Facendo riferimento alla teoria dei sistemi si può altresì definire come l’insieme delle relazioni che intercorrono tra gli individui e tra questi e il loro ambiente di vita.
A questa affermazione che può sembrare ovvia  si è giunti partendo dalla considerazione che l’uomo come animale e membro di una società non può essere isolato dal contesto in cui vive.
Vanno sempre considerati gli effetti che il suo comportamento ha sugli altri individui e le loro reazioni, queste creano quindi una reciprocità dalla quale nasce la comunicazione.
A Gregory Bateson dobbiamo l’intuizione che la comunicazione nasce e si sviluppa in una continua mediazione fra le differenze individuali in un universo di messaggi che acquisiscono significato solo all’interno del contesto ambientale degli individui stessi.
Quando si comunica con qualcuno ci si deve dunque porre continuamente questa domanda: “Quello che voglio far percepire corrisponde a quello che lui davvero percepisce?”.
In realtà è impossibile rispondere a questa domanda con certezza, perché non possiamo entrare nella testa di chi ci ascolta, ma curando la nostra efficacia comunicativa otterremo eccezionali risultati.
Un presupposto fondamentale è sapere a cosa si deve fare attenzione, per individuare con chiarezza i punti sui cui esercitarsi.
In questa sede ci occuperemo delle relazioni interpersonali che si creano tra una persona e il suo pubblico.
Innanzi tutto definiamo le aree d’indagine in cui si definisce lo studio della comunicazione umana.
Esse sono tre: la sintassi, la semantica e la pragmatica.

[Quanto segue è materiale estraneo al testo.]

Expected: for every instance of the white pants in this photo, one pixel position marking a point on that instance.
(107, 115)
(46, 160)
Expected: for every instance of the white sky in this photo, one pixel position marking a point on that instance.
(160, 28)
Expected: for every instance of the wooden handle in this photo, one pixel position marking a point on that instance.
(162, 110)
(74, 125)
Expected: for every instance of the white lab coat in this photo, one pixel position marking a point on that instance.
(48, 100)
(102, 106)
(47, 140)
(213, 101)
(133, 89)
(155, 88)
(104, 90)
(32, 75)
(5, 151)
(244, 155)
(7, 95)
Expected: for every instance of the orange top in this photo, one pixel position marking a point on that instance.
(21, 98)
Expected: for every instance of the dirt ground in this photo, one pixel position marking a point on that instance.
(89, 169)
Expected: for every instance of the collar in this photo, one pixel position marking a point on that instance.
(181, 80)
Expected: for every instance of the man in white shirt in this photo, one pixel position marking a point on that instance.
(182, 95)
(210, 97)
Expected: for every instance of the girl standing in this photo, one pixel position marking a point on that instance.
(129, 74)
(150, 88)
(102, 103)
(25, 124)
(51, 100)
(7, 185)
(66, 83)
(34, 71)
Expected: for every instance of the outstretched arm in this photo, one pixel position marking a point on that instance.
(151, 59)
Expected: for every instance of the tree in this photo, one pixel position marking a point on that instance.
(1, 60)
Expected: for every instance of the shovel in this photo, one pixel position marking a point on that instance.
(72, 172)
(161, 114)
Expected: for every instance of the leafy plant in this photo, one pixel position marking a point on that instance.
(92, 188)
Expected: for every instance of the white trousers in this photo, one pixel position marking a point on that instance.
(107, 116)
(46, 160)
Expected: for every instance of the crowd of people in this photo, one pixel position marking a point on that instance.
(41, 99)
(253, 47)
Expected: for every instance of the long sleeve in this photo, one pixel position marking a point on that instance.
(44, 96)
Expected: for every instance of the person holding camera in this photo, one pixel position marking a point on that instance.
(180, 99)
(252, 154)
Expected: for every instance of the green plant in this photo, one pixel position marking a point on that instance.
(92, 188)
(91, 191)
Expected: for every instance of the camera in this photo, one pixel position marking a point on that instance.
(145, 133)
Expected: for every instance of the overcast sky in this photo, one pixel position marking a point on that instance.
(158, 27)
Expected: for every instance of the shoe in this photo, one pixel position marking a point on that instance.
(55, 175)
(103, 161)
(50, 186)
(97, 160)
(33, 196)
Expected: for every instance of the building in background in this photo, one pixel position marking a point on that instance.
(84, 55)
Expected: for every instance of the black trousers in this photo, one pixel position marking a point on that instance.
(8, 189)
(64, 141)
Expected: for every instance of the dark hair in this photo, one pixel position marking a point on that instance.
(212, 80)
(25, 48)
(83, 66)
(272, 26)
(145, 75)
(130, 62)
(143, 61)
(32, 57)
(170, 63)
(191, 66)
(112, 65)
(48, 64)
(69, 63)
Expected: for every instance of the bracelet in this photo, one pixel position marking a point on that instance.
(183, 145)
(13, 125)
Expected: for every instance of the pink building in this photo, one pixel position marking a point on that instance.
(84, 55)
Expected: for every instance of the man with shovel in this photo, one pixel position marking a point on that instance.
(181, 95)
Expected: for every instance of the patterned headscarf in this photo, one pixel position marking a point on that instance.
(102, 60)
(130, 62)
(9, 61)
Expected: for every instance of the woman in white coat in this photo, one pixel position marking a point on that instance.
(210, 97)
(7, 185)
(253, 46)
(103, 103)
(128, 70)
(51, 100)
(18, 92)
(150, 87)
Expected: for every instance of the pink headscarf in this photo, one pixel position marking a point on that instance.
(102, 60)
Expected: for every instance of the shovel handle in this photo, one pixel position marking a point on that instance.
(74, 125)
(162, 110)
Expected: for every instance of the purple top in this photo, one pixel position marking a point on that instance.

Lo studio della sintassi ha a che fare con la trasmissione dell’informazione, ovvero con la codifica sintattica dei messaggi, ai canali, alla capacità, alla ridondanza ed altre proprietà statistiche del linguaggio, che non prende in considerazione l’analisi dei significati insiti nelle unità di comunicazione.
Lo studio della semantica si occupa appunto dell’analisi del significato dei simboli che vengono trasmessi da un individuo all’altro nell’interazione comunicativa, presupponendo l’esistenza di convenzioni semantiche che permettano la trasmissione delle informazioni.
Lo studio della pragmatica si basa su due concetti molto semplici: la comunicazione influenza il comportamento e tutto il comportamento è comunicazione.
I dati che vengono presi in esame saranno dunque: le parole, le loro configurazioni, i loro significati, tutto il non-verbale concomitante ad esse, il linguaggio del corpo e i segni di comunicazione inerenti al contesto della comunicazione.
La pragmatica considera non il messaggio monofonico nella sua unità, ma il composto dei comportamenti significanti che nella loro interazione legittimano uno il significato degli altri.
Detto così sembra difficile, ma  si tratta della propria esperienza quotidiana e il diventarne consapevoli arricchisce di molto la qualità della vita.